For our occasional series, here is the latest from Lawrence Michael Levine, paired with his previous effort, his 2010 debut behind the camera. Both star Sophia Takal (the new Greta Gerwig). (A previous Now & Then entry is here.)
WILD CANARIES (B) - Writer/director Levine and his muse, Takal, play Noah and Barri, an engaged couple living in hipster Brooklyn and squabbling a lot over money -- he runs a failing company and she has pie-in-the-sky real estate ambitions with her crushy pal Jean (Alia Shawkat, from TV's "Arrested Development"). It's a wacky millennial take on the caper movie.
After the elderly neighbor in the only remaining rent-controlled unit in their building keels over from an apparent heart attack, Barri suspects foul play by the dead woman's visiting son (Kevin Corrigan alert!), thinking he may have knocked her off for financial purposes. But then Barri -- now clad in a trench coat, wide-brimmed hat and sunglasses and prone to breaking into their neighbors' apartments -- widens her list of suspects to include asshole landlord Damien (Jason Ritter), who's also having money troubles and whose marriage is falling apart. Is Barri being silly or is she truly on to something criminal?
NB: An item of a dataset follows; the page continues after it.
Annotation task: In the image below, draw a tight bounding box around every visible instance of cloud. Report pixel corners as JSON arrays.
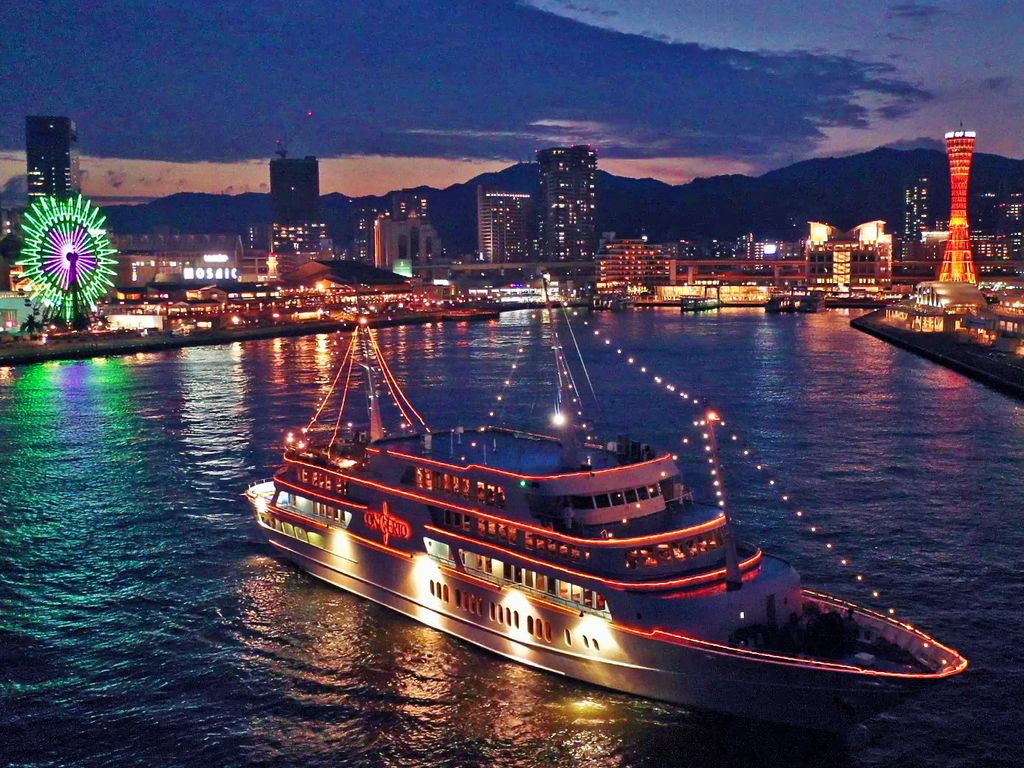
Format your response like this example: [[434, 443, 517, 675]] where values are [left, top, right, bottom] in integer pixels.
[[887, 2, 942, 22], [0, 0, 929, 173], [981, 76, 1013, 93], [542, 0, 618, 18], [885, 136, 946, 152]]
The plot and execution are serviceable enough, and Levine actually makes it all fairly believable . However, the thrill of this film -- like in "Gabi," below -- is the realism embedded in his characters and their dialogue. He's about 10 years older than Takal, and Noah can be a really controlling prick. Barri, meanwhile, is a bit scattered, and refuses to buckle under the oppressiveness of the of the older man. Their fights feel organic and unsettling.
Levine also is quietly confident in juggling the relationships between the characters. Both Noah's old girlfriend, Eleanor (Annie Parisse), and Barri's friend Jean are lesbians, and their entanglements in the main couple's lives play out in subtle ways that are neither predictable nor trite. These shallow yuppies on a lark have heart and soul.
The snappy interactions are leavened by a decent amount of slapstick. Levine is quite adept at physical humor. He spends most of the movie wearing a neck brace (and sporting a black eye). Takal is a wonder. Quick with semi-improvised dialogue and with a trick-bag of facial expressions that communicate warmth and intelligence.
It all culminates in -- another corny nod to the Hitchcock generation -- an abandoned warehouse. It's a bit of a a rushed and overly tidy ending, but hey, the kids are having fun.
GABI ON THE ROOF IN JULY (2010) (B+) - Takal -- a young woman of many masks, recalling Isabelle Huppert -- gives a fascinating performance as an emotionally stunted 20-year-old spending her summer away from Oberlin with her brother and his friends in Brooklyn.
Levine plays Sam, Gabi's frustrated brother, who is struggling in his relationship with Madeline (an intense Brooke Bloom) and is tempted by his ex, Chelsea (a powerful Amy Seimetz from "Upstream Color"). Gabi acts out precociously in typical art-brat fashion, often involving Takal stripping full-frontal (Gabi declares one day at the apartment Naked Day and insists that everyone, her brother included, join in).
Levine eventually settles on a compelling story -- Sam's tortured romantic dilemma -- while turning Gabi's little journey into a subplot that adds an important layer. This easily could have been Mumblecore masturbation with Levine just parading around his deep bench of cute actress pals. Kate Lyn Sheil looks genuinely stoned as Gabi's BFF Dory. Tarajia Morrell makes an impression in a cameo as a gallery manager, Astrid, vainly trying to interview a childish Gabi, who spends the whole time just parroting everything Astrid says and does. Louis Cancelmi steals scenes with his electric personality as macho Garrett, another stoner who looks like he was born to seduce women with his mischievous snark and five-o'clock shadow.
Lena Dunham shows up early on as Garrett's nagging girlfriend, and I couldn't help thinking that Dunham was taking a lot of notes on set, because Gabi could easily be a prototype for Shoshana and Jessa on "Girls" two years later. Gabi's valley-girl affect and art-world obnoxiousness share a sensibility with the world of "Girls" and Dunham's "Tiny Furniture," which was released in 2012.
In the end, we appreciate the roots of Gabi's stunted development and acting out. Levine has found talented actors to fill in the gaps in his thin script, and he confidently harnesses this ensemble into a coherent story that manages to plumb emotion from a bunch of directionless young adults.